Lente montée en puissance
Les conseils généraux sont certes, selon le Code du sport, les chefs de file des Cdesi et Pdesi mais seulement 55 départements disposent à ce jour d'une Cdesi, avec encore moins de Pdesi à la clé : (28 votés uniquement). Même si 21 sont en cours d'élaboration selon la dernière enquête du ministère et de son Pôle ressources national dédié au développement des sports de nature (PRNSN), lui aussi depuis dix ans ! Tant pis si ces Pdesi sont les seuls outils à même de pérenniser les espaces, sites et itinéraires de pratiques utilisés chaque année par quelque 25 millions de Français ! Au ministère des Sports, pas question de baisser les bras. On reconnaît simplement que « tous les départements n'ont pas le même intérêt dans la mise en œuvre des Pdesi (faible demande, faible attractivité) », mais que, globalement, « après une lente montée en puissance, le mouvement s'accélère ». En réalité, les travaux de concertation entamés de longue date en Cdesi finissent, c'est vrai, par aboutir progressivement. Mais la généralisation n'est toujours pas d'actualité. Sans obligation de résultat (et parfois sans moyens), beaucoup de départements refusent d'avancer ; tandis que d'autres, plus motivés, sont aujourd'hui demandeurs d'outils qui permettraient d'optimiser les dispositifs existants.
Bon à savoir
Cinq articles encadrent, dans le Code du sport, la mise en œuvre de la « politique de développement maîtrisé des sports de nature » par les départements. Au-delà, une vingtaine d'autres textes, issus des Codes du sport, du tourisme, de l'environnement, de l'urbanisme ou encore du Code forestier ont des incidences directes sur la conduite du dispositif Cdesi/Pdesi.
• Article R.311-1 - Le département installe une commission départementale des espaces, sites et itinéraires relatifs aux sports de nature (Cdesi).
• Article R.311-2 - Les missions de la Cdesi (élaboration du Pdesi, etc.).
• Article R.311-3 - Les modalités de fonctionnement de la Cdesi.
• Article L.311-3 - Le département favorise le développement maîtrisé des sports de nature. Il élabore le Pdesi qui inclut le PDIPR.

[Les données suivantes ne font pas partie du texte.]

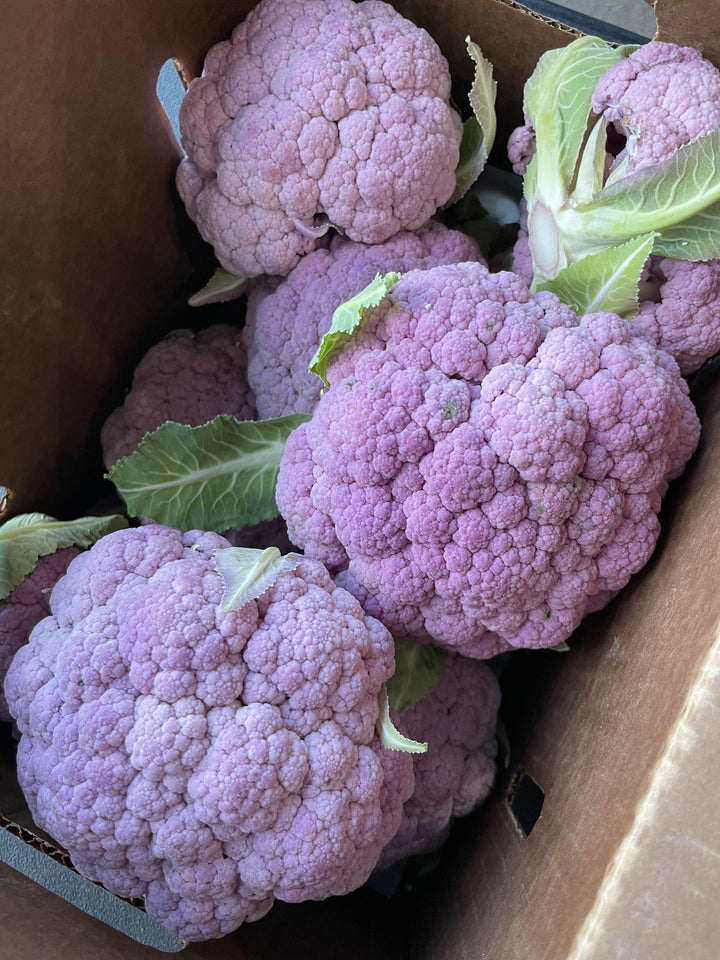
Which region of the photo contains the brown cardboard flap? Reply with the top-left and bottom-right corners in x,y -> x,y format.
0,0 -> 573,515
412,366 -> 720,960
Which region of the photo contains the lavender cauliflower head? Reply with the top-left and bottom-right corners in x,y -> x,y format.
378,655 -> 500,868
6,526 -> 413,940
277,263 -> 699,658
245,221 -> 483,419
100,324 -> 256,469
0,547 -> 80,722
177,0 -> 462,277
508,41 -> 720,374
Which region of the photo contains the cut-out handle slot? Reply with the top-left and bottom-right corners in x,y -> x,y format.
508,773 -> 545,837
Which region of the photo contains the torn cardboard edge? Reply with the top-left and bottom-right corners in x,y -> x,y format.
568,625 -> 720,960
0,815 -> 186,953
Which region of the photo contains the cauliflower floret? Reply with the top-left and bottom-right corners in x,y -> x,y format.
508,41 -> 720,374
100,324 -> 256,469
0,547 -> 80,722
6,526 -> 413,940
276,263 -> 699,658
177,0 -> 462,277
245,221 -> 483,419
101,324 -> 292,553
378,655 -> 500,869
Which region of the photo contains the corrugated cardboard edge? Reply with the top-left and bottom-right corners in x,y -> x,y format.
0,817 -> 185,953
568,631 -> 720,960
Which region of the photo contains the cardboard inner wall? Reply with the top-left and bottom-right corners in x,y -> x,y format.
0,0 -> 720,960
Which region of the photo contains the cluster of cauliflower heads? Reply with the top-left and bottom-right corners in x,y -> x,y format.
0,0 -> 720,940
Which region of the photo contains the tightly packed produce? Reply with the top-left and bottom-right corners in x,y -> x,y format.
0,0 -> 720,940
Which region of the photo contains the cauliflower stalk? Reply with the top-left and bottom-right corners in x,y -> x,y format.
5,525 -> 420,940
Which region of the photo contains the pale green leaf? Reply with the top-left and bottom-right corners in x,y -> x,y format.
377,688 -> 427,753
445,117 -> 487,207
524,37 -> 635,191
465,37 -> 497,157
580,128 -> 720,251
0,513 -> 127,600
308,273 -> 400,385
653,203 -> 720,261
108,413 -> 310,532
188,267 -> 249,307
447,37 -> 497,206
536,233 -> 655,320
213,547 -> 300,613
387,640 -> 446,713
573,120 -> 607,203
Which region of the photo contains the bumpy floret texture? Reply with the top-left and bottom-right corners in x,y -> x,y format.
508,41 -> 720,374
6,526 -> 413,940
245,221 -> 482,419
101,324 -> 256,468
378,656 -> 500,868
0,547 -> 80,723
633,258 -> 720,374
177,0 -> 462,277
277,264 -> 699,658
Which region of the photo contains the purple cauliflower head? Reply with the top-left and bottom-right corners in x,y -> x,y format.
177,0 -> 462,277
0,547 -> 80,722
276,263 -> 699,658
378,655 -> 500,868
508,41 -> 720,374
6,526 -> 413,940
245,221 -> 483,419
101,324 -> 256,469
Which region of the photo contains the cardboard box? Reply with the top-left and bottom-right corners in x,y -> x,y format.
0,0 -> 720,960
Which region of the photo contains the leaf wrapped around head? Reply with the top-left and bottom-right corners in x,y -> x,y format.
446,37 -> 497,206
524,37 -> 720,288
214,547 -> 300,613
377,688 -> 427,753
107,413 -> 310,533
308,273 -> 400,386
0,510 -> 127,600
387,640 -> 447,713
533,233 -> 656,320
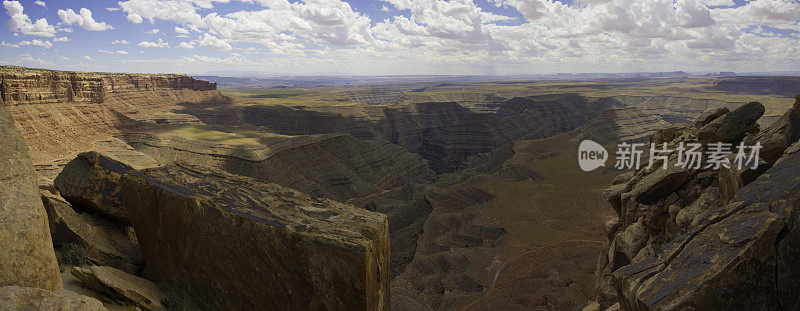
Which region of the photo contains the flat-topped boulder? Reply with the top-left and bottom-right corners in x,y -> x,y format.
42,192 -> 144,274
0,107 -> 62,290
55,149 -> 158,225
122,164 -> 389,310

• Article L.311-6 - Des mesures compensatoires peuvent être mises en œuvre en cas de modification des ESI inscrits au Pdesi. Source : ADF - Code du sport.
À deux vitesses
Il y aura donc, désormais, un « développement maîtrisé des sports de nature » - c'est le terme consacré par le ministère des Sports - à deux vitesses sur le territoire national. Car, pendant que certains s'interrogent sur le bien-fondé d'une démarche impulsée dès 2000 (voir encadré « Bon à savoir »), d'autres veulent déjà aller plus loin. « La mise en œuvre de cette politique mérite une assise juridique plus forte » a-t-on entendu lors d'un récent colloque au Sénat sur le thème « Sports de nature et développement des territoires : aspects juridiques et socio-économiques ».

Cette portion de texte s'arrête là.